The paper tackles the problem of text-guided object relighting in images, which existing methods struggle with by often altering colors, shapes, and textures. It proposes Lasagna, a method that uses score distillation sampling on a diffusion model fine-tuned on synthetic data, achieving state-of-the-art performance with over 91% human preference and preserving image consistency.

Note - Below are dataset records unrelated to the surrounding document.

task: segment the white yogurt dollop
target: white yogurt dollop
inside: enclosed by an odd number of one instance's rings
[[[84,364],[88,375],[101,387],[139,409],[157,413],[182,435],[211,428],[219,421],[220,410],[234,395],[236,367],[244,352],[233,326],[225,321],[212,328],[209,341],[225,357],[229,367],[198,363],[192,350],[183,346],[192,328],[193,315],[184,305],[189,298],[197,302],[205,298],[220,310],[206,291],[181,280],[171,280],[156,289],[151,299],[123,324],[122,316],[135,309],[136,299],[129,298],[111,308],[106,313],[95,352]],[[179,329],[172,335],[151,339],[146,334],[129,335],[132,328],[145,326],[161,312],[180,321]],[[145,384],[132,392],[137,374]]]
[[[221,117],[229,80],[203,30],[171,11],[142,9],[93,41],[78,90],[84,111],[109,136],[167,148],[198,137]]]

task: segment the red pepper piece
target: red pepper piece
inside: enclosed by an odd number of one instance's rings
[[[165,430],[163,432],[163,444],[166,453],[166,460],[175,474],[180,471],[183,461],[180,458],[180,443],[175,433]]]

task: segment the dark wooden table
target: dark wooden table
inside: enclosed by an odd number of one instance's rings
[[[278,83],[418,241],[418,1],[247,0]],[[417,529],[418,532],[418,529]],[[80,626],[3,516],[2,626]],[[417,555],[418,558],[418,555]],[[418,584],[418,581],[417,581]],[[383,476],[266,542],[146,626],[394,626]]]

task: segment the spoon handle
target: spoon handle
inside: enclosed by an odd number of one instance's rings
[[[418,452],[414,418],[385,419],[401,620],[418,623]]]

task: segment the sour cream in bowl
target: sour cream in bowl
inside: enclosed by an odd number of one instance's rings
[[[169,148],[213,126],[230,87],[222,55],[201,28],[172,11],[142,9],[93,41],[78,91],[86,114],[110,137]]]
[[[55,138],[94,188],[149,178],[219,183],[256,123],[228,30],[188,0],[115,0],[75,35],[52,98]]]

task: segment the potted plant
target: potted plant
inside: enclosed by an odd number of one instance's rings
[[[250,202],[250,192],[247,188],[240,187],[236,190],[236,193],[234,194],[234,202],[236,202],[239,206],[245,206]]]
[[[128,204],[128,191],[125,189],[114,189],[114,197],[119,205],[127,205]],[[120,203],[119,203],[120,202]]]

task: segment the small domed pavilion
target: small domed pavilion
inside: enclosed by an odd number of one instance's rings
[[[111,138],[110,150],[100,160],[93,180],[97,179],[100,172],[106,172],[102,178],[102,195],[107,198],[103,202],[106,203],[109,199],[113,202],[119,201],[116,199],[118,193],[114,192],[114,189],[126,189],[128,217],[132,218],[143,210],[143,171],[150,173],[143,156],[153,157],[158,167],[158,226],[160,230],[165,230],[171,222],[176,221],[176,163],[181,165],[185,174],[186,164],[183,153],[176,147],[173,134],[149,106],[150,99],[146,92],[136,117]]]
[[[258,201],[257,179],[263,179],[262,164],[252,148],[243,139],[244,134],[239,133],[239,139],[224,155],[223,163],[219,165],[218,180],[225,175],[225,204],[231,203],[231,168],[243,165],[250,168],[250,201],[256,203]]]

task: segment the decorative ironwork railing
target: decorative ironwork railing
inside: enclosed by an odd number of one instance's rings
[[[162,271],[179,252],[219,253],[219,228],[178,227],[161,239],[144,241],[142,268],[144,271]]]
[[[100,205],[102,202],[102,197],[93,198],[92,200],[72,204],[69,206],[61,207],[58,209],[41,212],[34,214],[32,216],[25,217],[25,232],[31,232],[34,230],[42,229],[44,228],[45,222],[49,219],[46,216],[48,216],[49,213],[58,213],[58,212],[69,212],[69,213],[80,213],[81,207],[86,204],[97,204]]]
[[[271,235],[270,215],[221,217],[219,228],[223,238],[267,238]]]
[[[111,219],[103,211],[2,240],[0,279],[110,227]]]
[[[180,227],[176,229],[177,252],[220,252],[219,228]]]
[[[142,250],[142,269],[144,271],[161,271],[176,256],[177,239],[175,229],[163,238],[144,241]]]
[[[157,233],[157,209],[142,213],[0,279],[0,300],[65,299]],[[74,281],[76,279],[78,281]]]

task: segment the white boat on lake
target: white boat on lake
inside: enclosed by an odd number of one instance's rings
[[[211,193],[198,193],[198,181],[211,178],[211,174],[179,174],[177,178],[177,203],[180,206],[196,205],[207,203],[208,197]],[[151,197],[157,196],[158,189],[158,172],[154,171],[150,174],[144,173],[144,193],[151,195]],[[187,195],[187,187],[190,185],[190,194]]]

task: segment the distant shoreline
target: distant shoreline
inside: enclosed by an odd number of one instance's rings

Professional artists, photographers, and other visual content creators use object relighting to establish their photo's desired effect. Unfortunately, manual tools that allow relighting have a steep learning curve and are difficult to master. Although generative editing methods now enable some forms of image editing, relighting is still beyond today's capabilities; existing methods struggle to keep other aspects of the image -- colors, shapes, and textures -- consistent after the edit. We propose Lasagna, a method that enables intuitive text-guided relighting control. Lasagna learns a lighting prior by using score distillation sampling to distill the prior of a diffusion model, which has been finetuned on synthetic relighting data. To train Lasagna, we curate a new synthetic dataset ReLiT, which contains 3D object assets re-lit from multiple light source locations. Despite training on synthetic images, quantitative results show that Lasagna relights real-world images while preserving other aspects of the input image, outperforming state-of-the-art text-guided image editing methods. Lasagna enables realistic and controlled results on natural images and digital art pieces and is preferred by humans over other methods in over 91% of cases. Finally, we demonstrate the versatility of our learning objective by extending it to allow colorization, another form of image editing.